Theatrical protest group BP or not BP? will lead over 200 people in an unsanctioned mass performance inside the British Museum’s Great Court this Sunday. In response to BP’s painfully ironic sponsorship of the museum’s current ‘Sunken Cities’ exhibition, it will feature singing mermaids, hundreds of people physically representing the ocean, and some very big surprises that will not be revealed until the day.

The performance has been publicly announced in advance, but the group believe they will still be able to pull off the ocean-themed flashmob, or ‘splashmob’, inside the building despite not having permission from the museum. The group have already targeted the ‘Sunken Cities’ exhibition three times, including with a troupe of singing merfolk in July.

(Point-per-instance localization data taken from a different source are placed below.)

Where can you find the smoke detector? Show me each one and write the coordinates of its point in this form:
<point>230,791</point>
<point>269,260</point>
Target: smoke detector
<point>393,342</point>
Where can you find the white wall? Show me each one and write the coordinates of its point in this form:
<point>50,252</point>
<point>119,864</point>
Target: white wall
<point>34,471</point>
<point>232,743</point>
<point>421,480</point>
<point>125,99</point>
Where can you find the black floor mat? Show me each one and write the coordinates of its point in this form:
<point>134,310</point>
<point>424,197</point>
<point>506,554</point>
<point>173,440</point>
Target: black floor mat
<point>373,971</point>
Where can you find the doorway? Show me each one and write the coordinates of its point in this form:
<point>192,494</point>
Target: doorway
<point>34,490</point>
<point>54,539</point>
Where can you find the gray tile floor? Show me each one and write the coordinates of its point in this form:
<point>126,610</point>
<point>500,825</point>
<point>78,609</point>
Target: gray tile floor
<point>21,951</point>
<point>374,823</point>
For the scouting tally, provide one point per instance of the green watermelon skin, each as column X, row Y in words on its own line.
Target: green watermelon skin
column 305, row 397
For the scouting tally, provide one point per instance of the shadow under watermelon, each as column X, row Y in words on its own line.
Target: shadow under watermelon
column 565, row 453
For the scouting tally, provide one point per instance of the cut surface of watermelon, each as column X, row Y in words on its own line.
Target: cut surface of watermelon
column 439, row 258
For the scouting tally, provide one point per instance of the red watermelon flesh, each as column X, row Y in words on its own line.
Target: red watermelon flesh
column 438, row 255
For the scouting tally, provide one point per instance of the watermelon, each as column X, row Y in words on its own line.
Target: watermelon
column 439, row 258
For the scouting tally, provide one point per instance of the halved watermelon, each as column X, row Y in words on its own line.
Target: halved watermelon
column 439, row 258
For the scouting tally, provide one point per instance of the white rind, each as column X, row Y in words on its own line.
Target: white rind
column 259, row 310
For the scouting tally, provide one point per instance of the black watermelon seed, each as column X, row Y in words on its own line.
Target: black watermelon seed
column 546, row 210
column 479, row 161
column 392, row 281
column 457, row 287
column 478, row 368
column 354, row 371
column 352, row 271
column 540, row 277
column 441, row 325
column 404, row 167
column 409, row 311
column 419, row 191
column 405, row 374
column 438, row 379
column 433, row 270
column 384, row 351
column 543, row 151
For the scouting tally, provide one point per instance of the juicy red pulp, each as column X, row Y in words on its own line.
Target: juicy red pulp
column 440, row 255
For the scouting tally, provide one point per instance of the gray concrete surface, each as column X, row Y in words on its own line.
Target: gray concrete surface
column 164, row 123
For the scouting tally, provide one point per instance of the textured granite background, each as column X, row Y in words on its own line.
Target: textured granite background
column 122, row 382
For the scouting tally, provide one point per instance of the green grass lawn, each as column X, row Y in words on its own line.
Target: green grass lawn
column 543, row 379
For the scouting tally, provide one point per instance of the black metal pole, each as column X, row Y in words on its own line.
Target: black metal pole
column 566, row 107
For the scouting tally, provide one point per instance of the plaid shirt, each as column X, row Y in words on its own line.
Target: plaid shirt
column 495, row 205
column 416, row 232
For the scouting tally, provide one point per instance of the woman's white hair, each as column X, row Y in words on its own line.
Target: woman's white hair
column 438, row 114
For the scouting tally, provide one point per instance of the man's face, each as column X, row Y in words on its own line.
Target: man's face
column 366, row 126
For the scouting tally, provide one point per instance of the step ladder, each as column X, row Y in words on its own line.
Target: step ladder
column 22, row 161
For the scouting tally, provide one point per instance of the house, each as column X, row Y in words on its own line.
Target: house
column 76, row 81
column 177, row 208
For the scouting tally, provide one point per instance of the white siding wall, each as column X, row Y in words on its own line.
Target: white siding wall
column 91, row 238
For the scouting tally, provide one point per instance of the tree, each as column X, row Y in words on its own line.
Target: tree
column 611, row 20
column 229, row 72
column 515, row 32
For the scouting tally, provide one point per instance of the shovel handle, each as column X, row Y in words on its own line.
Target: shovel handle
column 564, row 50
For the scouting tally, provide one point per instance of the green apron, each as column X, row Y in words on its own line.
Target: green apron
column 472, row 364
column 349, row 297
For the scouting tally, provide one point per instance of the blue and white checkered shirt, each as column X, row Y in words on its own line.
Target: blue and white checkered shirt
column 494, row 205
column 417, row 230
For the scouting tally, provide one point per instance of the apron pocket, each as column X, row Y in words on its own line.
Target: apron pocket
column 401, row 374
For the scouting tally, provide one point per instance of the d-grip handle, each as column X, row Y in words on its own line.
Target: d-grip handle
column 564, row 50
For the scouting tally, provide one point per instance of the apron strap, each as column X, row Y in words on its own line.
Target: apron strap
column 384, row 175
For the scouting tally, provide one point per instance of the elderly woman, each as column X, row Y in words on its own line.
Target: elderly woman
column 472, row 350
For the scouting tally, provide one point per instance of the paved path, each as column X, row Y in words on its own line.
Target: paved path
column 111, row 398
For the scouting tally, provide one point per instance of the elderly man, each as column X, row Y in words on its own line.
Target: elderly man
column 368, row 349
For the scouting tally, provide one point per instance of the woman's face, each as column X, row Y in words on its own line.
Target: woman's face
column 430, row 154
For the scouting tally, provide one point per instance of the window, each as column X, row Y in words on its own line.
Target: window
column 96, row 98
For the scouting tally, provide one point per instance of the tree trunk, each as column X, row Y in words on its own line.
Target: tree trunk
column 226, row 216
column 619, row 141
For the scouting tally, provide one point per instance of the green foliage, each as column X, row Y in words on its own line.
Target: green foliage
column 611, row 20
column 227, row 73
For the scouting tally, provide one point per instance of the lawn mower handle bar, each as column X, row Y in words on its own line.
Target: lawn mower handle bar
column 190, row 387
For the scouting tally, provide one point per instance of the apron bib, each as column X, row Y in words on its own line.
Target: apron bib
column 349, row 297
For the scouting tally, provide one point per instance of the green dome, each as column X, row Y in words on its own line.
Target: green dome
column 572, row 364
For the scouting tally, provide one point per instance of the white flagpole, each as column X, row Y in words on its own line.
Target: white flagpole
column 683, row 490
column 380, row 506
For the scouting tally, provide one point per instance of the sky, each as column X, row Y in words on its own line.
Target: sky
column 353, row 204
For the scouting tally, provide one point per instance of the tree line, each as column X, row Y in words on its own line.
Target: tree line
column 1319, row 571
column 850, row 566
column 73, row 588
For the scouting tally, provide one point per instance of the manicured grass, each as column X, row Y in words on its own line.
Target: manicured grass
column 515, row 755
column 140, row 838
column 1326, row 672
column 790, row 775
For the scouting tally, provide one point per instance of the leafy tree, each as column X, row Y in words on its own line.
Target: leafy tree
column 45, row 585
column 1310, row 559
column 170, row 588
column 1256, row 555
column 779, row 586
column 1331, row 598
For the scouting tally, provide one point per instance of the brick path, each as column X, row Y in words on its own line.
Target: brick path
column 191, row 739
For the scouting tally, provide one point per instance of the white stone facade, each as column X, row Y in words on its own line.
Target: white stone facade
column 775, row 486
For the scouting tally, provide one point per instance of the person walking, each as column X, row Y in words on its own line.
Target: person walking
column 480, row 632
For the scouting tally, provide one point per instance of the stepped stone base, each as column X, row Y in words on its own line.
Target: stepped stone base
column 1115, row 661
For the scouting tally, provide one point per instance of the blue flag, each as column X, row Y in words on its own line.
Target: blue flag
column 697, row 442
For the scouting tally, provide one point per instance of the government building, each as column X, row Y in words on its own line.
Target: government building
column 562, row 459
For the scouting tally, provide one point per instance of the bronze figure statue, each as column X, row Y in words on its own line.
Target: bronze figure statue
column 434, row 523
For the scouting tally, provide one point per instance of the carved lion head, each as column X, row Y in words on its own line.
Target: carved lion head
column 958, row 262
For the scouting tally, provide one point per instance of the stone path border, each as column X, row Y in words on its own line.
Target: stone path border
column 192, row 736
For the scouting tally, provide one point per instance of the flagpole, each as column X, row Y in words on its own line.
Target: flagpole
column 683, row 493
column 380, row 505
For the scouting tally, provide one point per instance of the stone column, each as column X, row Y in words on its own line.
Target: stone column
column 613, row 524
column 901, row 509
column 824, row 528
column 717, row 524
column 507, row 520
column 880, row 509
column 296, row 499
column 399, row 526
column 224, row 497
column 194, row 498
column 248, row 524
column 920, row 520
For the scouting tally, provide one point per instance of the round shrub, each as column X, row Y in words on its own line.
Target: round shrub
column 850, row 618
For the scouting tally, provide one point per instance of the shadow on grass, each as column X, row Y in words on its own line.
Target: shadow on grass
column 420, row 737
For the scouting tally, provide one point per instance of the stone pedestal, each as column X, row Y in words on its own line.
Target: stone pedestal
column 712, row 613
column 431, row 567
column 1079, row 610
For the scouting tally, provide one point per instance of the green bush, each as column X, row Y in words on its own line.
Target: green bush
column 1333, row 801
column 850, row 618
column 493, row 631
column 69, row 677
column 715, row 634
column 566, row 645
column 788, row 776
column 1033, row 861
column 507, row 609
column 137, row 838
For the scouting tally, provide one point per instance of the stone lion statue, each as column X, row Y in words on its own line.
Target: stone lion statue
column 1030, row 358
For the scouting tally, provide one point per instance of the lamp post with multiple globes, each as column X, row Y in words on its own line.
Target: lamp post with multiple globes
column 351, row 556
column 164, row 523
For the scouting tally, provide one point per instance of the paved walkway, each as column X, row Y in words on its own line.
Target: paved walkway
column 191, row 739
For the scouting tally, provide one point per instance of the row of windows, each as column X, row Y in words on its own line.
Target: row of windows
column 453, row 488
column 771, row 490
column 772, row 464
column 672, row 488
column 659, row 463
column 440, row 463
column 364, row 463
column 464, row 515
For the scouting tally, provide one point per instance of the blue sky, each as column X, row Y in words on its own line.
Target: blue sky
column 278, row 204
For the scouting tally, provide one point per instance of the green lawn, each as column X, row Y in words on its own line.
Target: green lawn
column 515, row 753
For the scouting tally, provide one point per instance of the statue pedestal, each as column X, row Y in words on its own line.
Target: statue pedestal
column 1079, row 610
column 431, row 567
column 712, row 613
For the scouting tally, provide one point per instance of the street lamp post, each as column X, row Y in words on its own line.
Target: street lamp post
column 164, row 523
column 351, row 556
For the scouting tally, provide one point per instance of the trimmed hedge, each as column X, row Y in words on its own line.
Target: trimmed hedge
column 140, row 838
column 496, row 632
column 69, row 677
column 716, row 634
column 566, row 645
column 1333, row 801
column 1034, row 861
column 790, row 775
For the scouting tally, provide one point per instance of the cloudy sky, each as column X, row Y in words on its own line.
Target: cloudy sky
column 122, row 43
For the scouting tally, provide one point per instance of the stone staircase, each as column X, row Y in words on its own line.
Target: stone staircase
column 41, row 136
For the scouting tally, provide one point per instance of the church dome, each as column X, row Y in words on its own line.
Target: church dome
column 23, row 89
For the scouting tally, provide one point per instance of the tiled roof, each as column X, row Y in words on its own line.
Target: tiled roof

BP or not BP? – who have performed without permission 18 times in the British Museum over the past four years – plan to bring the Great Court to a standstill with perhaps their most ambitious piece of creative protest to date. This is their response to the museum’s decision, in late July, to renew its sponsorship deal with BP for another five years. The group will demand that the unpopular new deal – set to start in 2018 – must be dropped, and say they will continue to escalate protests until it is.

 

Scientists tell us we need to leave most of these fuels in the ground to have any chance of avoiding runaway climate change.

 

Danny Chivers, who will take part in the performance, said:

“A ‘Sunken Cities’ exhibition sponsored by BP is almost beyond parody. This company is actively lobbying against climate legislation, blocking clean energy and pushing to drill in ever riskier places for ever dirtier forms of fossil fuel, from tar sands to deep offshore rigs to the Arctic. But scientists tell us we need to leave most of these fuels in the ground to have any chance of avoiding runaway climate change, including sea level rises that would threaten dozens of the world’s biggest cities within our lifetimes.

“Sponsorship is a tool that BP uses to falsely present itself as a ‘responsible’ company and distract us from its real activities. By letting BP sponsor the sunken cities of the past, the British Museum is helping to create the sunken cities of the all-too-near future.”